À Islamabad, le ministre pakistanais de l’intérieur, Mohsin Naqvi, a qualifié l’opération de « réponse appropriée » à l’offensive afghane. Son homologue à la défense, Khawaja Asif, a affirmé sur X que « la patience du Pakistan a atteint ses limites », évoquant désormais une « guerre ouverte ». Le Premier ministre Shehbaz Sharif a assuré que les forces pakistanaises disposaient de « toute la capacité nécessaire pour écraser toute ambition agressive ».
Les tensions entre le Pakistan, puissance nucléaire, et l’Afghanistan dirigé par les talibans depuis 2021 se sont fortement aggravées ces derniers mois. La plupart des points de passage terrestres sont fermés depuis des affrontements en octobre ayant fait plus de 70 morts des deux côtés.
Jeudi, l’armée afghane avait annoncé avoir lancé des « attaques massives » le long de la frontière, en riposte à des bombardements pakistanais menés le week-end précédent. Islamabad avait alors affirmé avoir visé des camps « terroristes », faisant plus de 80 morts selon une source proche des services de sécurité pakistanais.
Le porte-parole taliban, Zabihullah Mujahid, a déclaré que les forces afghanes avaient pris jeudi 15 avant-postes pakistanais et tué des « dizaines » de soldats. Vendredi, il a confirmé les bombardements pakistanais, assurant toutefois qu’ils n’avaient causé aucune victime.
De son côté, le ministre pakistanais de l’information, Attaullah Tarar, a précisé que les frappes avaient visé « des cibles de la défense talibane afghane » à Kaboul, Kandahar et dans la province orientale de Paktia. Les autorités afghanes ont annoncé en retour de nouvelles frappes « à grande échelle » contre des positions pakistanaises.
À Kaboul, le ministère afghan de la défense a fait état de huit soldats tués lors de l’offensive terrestre de jeudi, lancée depuis les provinces de Nangarhar et de Kunar. Un porte-parole du Premier ministre pakistanais a, quant à lui, évoqué de « lourdes pertes » infligées aux forces afghanes. Islamabad accuse également l’Afghanistan d’avoir ouvert le feu unilatéralement sur plusieurs positions le long de la frontière avec la province pakistanaise de Khyber Pakhtunkhwa.
L’escalade actuelle fait suite aux frappes aériennes pakistanaises du week-end du 21 février dans les provinces afghanes de Nangarhar et de Paktika, présentées comme une réponse à des attentats-suicides commis sur le sol pakistanais.
Depuis la prise de Kaboul par les talibans en août 2021, les deux pays, autrefois alliés, connaissent des tensions récurrentes. Islamabad accuse les autorités talibanes d’héberger des groupes armés actifs au Pakistan, ce que celles-ci démentent. Depuis octobre, les postes-frontières terrestres ne sont accessibles qu’aux Afghans souhaitant rentrer dans leur pays.
Une trêve conclue le 19 octobre à la suite d’une médiation du Qatar et de la Turquie avait rapidement volé en éclats.

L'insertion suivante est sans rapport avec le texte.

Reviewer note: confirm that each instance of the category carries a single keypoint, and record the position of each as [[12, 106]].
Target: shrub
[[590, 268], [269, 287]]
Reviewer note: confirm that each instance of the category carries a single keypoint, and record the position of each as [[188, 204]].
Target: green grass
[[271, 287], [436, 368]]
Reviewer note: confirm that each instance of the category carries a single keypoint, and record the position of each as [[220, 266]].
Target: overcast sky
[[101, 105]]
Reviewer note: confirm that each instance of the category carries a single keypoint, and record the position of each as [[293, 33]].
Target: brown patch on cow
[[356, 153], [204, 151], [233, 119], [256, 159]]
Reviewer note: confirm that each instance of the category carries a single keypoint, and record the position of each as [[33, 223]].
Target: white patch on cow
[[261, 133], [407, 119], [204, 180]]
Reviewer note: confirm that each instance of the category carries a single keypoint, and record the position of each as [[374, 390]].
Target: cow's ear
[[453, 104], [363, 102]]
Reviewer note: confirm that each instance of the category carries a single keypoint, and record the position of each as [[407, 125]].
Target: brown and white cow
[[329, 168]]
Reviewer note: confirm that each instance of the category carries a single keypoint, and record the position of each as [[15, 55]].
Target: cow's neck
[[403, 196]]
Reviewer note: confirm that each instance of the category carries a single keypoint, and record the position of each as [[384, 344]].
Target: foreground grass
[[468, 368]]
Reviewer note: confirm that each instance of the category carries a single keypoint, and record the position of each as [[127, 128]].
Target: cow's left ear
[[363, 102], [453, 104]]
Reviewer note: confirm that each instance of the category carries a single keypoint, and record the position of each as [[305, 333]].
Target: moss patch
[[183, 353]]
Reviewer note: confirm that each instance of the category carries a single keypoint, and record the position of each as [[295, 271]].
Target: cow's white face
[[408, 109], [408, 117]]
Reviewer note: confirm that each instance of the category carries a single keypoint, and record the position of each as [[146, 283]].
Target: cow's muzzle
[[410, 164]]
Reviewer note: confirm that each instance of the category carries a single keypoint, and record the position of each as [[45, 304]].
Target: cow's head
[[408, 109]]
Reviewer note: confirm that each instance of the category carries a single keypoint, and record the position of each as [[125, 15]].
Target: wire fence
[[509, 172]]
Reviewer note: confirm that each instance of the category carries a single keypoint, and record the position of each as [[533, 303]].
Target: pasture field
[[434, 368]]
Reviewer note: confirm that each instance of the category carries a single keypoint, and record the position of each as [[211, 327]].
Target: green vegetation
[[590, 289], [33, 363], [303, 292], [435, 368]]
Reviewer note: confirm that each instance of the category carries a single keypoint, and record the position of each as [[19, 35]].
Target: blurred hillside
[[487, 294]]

Neuf jours plus tard, le Pakistan l’avait déclarée caduque, accusant l’Afghanistan de soutenir des attaques menées par les talibans pakistanais du TTP. Malgré plusieurs cycles de négociations, les tensions n’ont pas été désamorcées. Une intervention de l’Arabie saoudite a néanmoins permis la libération de trois soldats pakistanais capturés en octobre.